In Aussiegolfa Pagone J. held that providing housing to the daughter of the member of the SMSF was not within and inconsistent with superannuation purposes and so the SMSF failed the sole purpose test.
A two shot penalty
The trustee of the SMSF in Aussiegolfa had hoped that its investment in units in DomaCom would not jeopardise its status as a complying superannuation fund. But due to the decision of the Federal Court:
- the units are an in-house asset comprising more than 5% of the assets of the SMSF so section 82 can be applied to deprive the SMSF of complying superannuation fund status if the level of the in-house assets of the SMSF is not brought to 5% or under before the end of the income year following the income year of acquisition of the in-house asset; and
- the SMSF can be made non-complying because it has failed the sole purpose test in section 62;
and various other civil and criminal penalties can potentially be applied for both of the SMSF’s breaches of the SIS Act by the Commissioner of Taxation.

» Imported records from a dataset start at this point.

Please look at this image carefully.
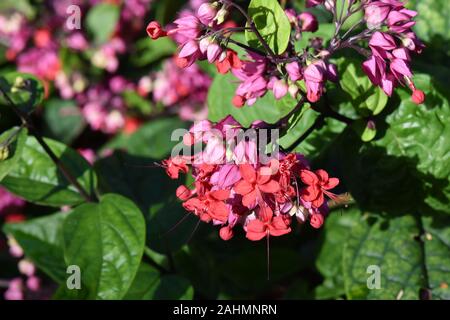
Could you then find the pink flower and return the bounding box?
[146,21,167,40]
[286,61,302,81]
[298,12,319,32]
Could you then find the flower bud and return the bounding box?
[206,43,222,63]
[183,132,195,146]
[0,146,9,161]
[298,12,319,32]
[18,259,36,277]
[288,83,298,99]
[147,21,167,40]
[214,6,228,24]
[219,226,234,241]
[26,276,41,291]
[232,95,245,108]
[176,185,191,201]
[309,213,324,229]
[273,79,288,100]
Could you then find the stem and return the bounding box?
[0,88,94,202]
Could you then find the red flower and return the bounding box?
[183,190,230,223]
[234,163,280,208]
[300,170,339,208]
[147,21,167,40]
[246,206,291,241]
[216,49,242,74]
[219,226,234,241]
[162,157,189,179]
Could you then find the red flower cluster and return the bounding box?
[163,117,339,241]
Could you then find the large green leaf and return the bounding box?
[95,152,197,253]
[86,3,120,44]
[0,127,27,181]
[330,75,450,214]
[245,0,291,54]
[3,212,67,283]
[1,136,96,207]
[343,215,427,300]
[63,194,145,299]
[44,99,86,143]
[316,208,360,299]
[0,72,44,112]
[208,74,297,127]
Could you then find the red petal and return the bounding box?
[316,169,329,183]
[322,178,339,190]
[258,180,280,193]
[300,185,322,202]
[209,201,229,222]
[300,170,319,185]
[258,203,273,222]
[239,163,256,183]
[234,180,255,195]
[246,219,267,241]
[312,192,325,208]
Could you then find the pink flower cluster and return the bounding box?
[152,58,212,121]
[163,116,339,241]
[363,0,425,104]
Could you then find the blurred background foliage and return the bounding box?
[0,0,450,299]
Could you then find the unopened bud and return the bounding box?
[0,146,9,161]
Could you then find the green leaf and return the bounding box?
[333,58,388,117]
[3,212,67,283]
[1,136,96,207]
[44,99,86,143]
[208,74,297,127]
[0,127,27,181]
[315,208,360,299]
[95,152,198,253]
[86,3,120,44]
[63,194,145,299]
[422,217,450,300]
[352,119,377,142]
[343,215,426,300]
[0,72,44,113]
[245,0,291,54]
[294,22,334,52]
[104,118,186,159]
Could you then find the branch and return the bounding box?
[0,88,94,202]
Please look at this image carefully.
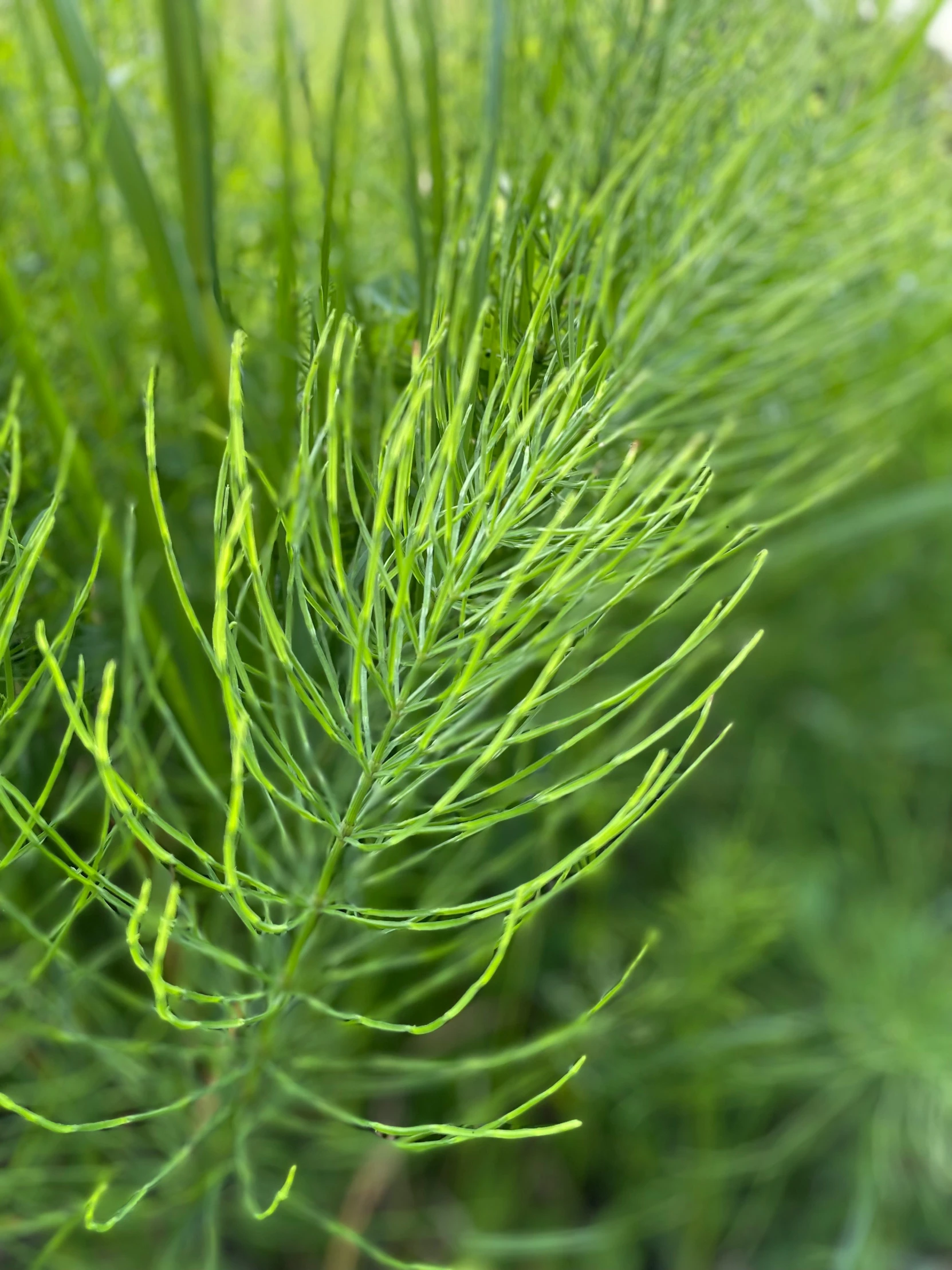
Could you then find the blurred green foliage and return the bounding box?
[0,0,952,1270]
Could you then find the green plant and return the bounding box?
[0,0,948,1265]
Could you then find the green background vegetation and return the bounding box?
[0,0,952,1270]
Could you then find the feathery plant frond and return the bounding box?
[0,0,952,1270]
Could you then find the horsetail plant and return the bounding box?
[0,0,948,1270]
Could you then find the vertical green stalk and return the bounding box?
[414,0,447,280]
[40,0,229,401]
[159,0,221,307]
[321,0,364,320]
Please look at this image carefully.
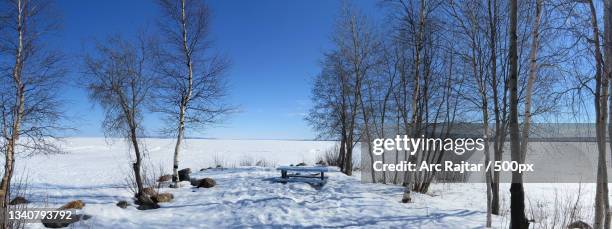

An uncertain lie in the rough?
Pagone J. observed in Aussiegolfa that there may be circumstances where a lease to a related party would not breach the sole purpose test but, in Aussiegolfa, he observed that the evidence was that the purpose of the investment through DomaCom was, in part, for another purpose of providing housing to the daughter of the member of the SMSF. This is not a complete reassurance to other SMSFs that invest in business real property to lease to a related party. That investment can be excluded from being an in house asset under paragraph 71(1)(g) of the SIS Act but does it follow that the investment is in the circumstances which would not breach the sole purpose test Pagone J. describes? Can we safely infer that an investment that attracts a statutory exclusion from being an in-house asset should be excluded from failing the sole purpose test too?
Checking my card
I have paraphrased particularly in describing how Pagone J. applied the sole purpose test. I also take responsibility for the golfing headings through this post which I appreciate will be vague and wearisome to those lucky enough to be non-golfers.
On about 23 February 2018 Aussiegolfa lodged an appeal to the Full Federal Court against Pagone J’s decision that Aussiegolfa failed the sole purpose test. Off we go to the playoff hole.